On Sunday, Javonte Williams suffered an injury to his right knee, reportedly tearing his ACL, his LCL, and suffering a nonspecified injury to his posterior lateral corner. In other words, he tore the ligaments stabilizing his knee along the anterior and the lateral posterior. And the bundle of ligaments and tendons at the posterior lateral corner of his knee was also destabilized (this generally means that the tibia and femur can be separated side to side along that posterior lateral axis).
So what do the underlying biomechanics say about this injury and about Javonte Williams’s likelihood of returning to the same pre-injury level of play?
It is important to understand that this injury was very likely set up by repetitive stress/ overdevelopment of Williams’s lateral lumbar areas (specifically below the knee). Although the injury was caused by contact, if you watch the video of the injury, you’ll see that there was nothing unusual about the tackle or the way that Williams hit the ground.
Williams has probably been tackled in a very similar manner a dozen times so far this season, and were it not for an overly-stretched lateral lumbar system, he would’ve absorbed another few dozen such tackles over the course of the season.
So why did a routine tackle cause such a significant injury?
Javonte Williams is medial centric posterior dominant, and fully efficient in his favored medial lumbar areas. This means that Williams’s main ‘engine’, the areas that contribute most meaningfully and efficiently to his running, are along the insides of the backs of his legs. These muscles as a collective mostly drive straight ahead, and Williams is indeed extremely powerful and efficient going straight ahead.
However, in a Shanahan-tree wide zone scheme, the running back very often begins the play running parallel to the line of scrimmage, before cutting/ bursting sideways through a gap in the defense. In other words, Denver’s scheme demands that Williams make powerful sudden changes of direction after running horizontally towards the sideline. These sorts of sudden sideways cuts are largely driven by the lateral lumbar areas, both anterior and posterior. It’s the difference between powering off your big toe (which drives you straight ahead) versus powering off your pinky toe (which drives you sideways). Going straight ahead is largely utilizing medial areas, while going sideways is largely utilizing lateral ones.
In order to play this scheme at a high level, Williams rebuilt his body this past offseason to better accommodate these sorts of powerful sudden changes of direction. Specifically he over-developed his lateral areas below the knee to help drive these changes of direction. If you watch the tape you’ll see very tight, highly involved lateral shins/ calves driving Williams’s cuts.
Unfortunately, by driving these sort of gross whole-body movements from such small muscle groups (the shins/ calves), Williams was putting far too much stress on his lateral knees. Likely leading to stretched, weakened ligaments and tendons. Williams is not naturally very efficient in these lateral areas, and so in utilizing an unsustainable mechanic he caused the tissues to weaken and eventually rupture on contact.

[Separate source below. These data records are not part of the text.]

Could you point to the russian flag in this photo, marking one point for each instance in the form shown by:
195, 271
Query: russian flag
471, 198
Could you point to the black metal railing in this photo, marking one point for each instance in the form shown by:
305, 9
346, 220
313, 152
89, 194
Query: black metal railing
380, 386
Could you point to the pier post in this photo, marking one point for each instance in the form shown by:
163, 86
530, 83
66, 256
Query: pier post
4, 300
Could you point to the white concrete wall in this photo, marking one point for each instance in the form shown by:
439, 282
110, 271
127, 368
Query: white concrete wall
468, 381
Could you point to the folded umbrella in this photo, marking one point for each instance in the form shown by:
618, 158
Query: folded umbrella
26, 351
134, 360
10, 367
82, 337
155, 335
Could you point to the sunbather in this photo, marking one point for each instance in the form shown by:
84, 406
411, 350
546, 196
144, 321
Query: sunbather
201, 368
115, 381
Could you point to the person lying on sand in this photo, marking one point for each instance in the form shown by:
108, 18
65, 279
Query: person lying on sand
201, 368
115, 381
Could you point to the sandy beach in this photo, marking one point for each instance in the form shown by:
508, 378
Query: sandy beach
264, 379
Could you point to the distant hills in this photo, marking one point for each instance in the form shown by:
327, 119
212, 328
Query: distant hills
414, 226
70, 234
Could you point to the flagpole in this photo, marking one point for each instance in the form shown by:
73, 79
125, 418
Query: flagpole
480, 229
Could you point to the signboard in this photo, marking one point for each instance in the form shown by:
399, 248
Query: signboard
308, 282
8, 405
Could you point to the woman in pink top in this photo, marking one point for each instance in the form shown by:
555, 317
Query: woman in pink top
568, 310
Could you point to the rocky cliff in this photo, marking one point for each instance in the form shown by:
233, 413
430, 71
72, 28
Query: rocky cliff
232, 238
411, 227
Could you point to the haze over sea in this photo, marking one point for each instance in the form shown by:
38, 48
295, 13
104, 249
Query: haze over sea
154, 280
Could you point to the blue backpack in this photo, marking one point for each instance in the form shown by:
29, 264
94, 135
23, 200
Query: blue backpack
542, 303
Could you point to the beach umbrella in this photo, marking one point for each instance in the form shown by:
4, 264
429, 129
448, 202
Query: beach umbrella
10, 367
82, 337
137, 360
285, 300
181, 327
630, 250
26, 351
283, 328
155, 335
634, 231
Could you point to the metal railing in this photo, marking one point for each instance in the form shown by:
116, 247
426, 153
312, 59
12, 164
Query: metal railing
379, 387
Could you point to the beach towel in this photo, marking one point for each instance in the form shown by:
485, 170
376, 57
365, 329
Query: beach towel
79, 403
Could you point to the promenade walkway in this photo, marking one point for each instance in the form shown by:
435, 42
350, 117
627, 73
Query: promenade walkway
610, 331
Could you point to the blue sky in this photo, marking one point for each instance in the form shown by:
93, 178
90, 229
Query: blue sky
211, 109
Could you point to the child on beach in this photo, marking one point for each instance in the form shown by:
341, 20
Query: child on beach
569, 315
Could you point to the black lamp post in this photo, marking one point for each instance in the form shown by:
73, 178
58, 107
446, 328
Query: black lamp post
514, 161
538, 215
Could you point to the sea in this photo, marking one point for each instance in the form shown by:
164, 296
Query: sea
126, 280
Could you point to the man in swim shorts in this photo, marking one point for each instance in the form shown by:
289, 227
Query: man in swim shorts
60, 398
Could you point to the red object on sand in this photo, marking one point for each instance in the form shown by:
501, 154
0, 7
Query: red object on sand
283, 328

The good news however is that Williams’s main areas of efficiency– his medial posterior lumbar areas– were not reportedly damaged. That Williams’s main ‘engine’ was more or less left untouched amidst the wreckage. This means that Williams is far more likely than most to recover from this injury, to something approximating his pre-injury level of play. He will likely be even more of a straight-line runner upon his return than he was pre-injury, but his ability to power forward and break tackles while maintaining balance/ equilibrium will likely return more or less fully.
A glance at similar catastrophic injuries to recent RBs shows this pattern very clearly. That when an injury/ rupture occurs to an area of greatest use/ efficiency, the recovery is likely to be very slow and incomplete. But that when an injury occurs to a runner who is fully efficient in an undamaged area, even a truly catastrophic injury can be overcome, due to the remaining fully efficient ‘engine’ remaining intact.
Examples of the former include Cam Akers and Marlon Mack (both posterior dominant) who ruptured their Achilles tendons (which is part of the posterior lumbar system), and have yet to come close to approximating their pre-injury levels of play. Whereas James Robinson has already made a very effective comeback from the same type of injury (ruptured Achilles) due to his fully efficient lumbar area being his lateral anterior. So that even though Robinson’s posterior leg drive on his injured leg is noticeably lessened post-injury, it is only of minor consequence to his playing ability due to his main ‘engine’ being on the other side of his leg (anterior).
When he returns, Williams will likely struggle with abrupt changes of direction. But his characteristic straight ahead power and balance will likely return undiminished. Which means that Williams may struggle on his return to fit a Shanahan-tree wide zone scheme requiring sudden powerful cuts. But in terms of raw ability and effectiveness in his preferred straight ahead style, Williams will likely make a full comeback.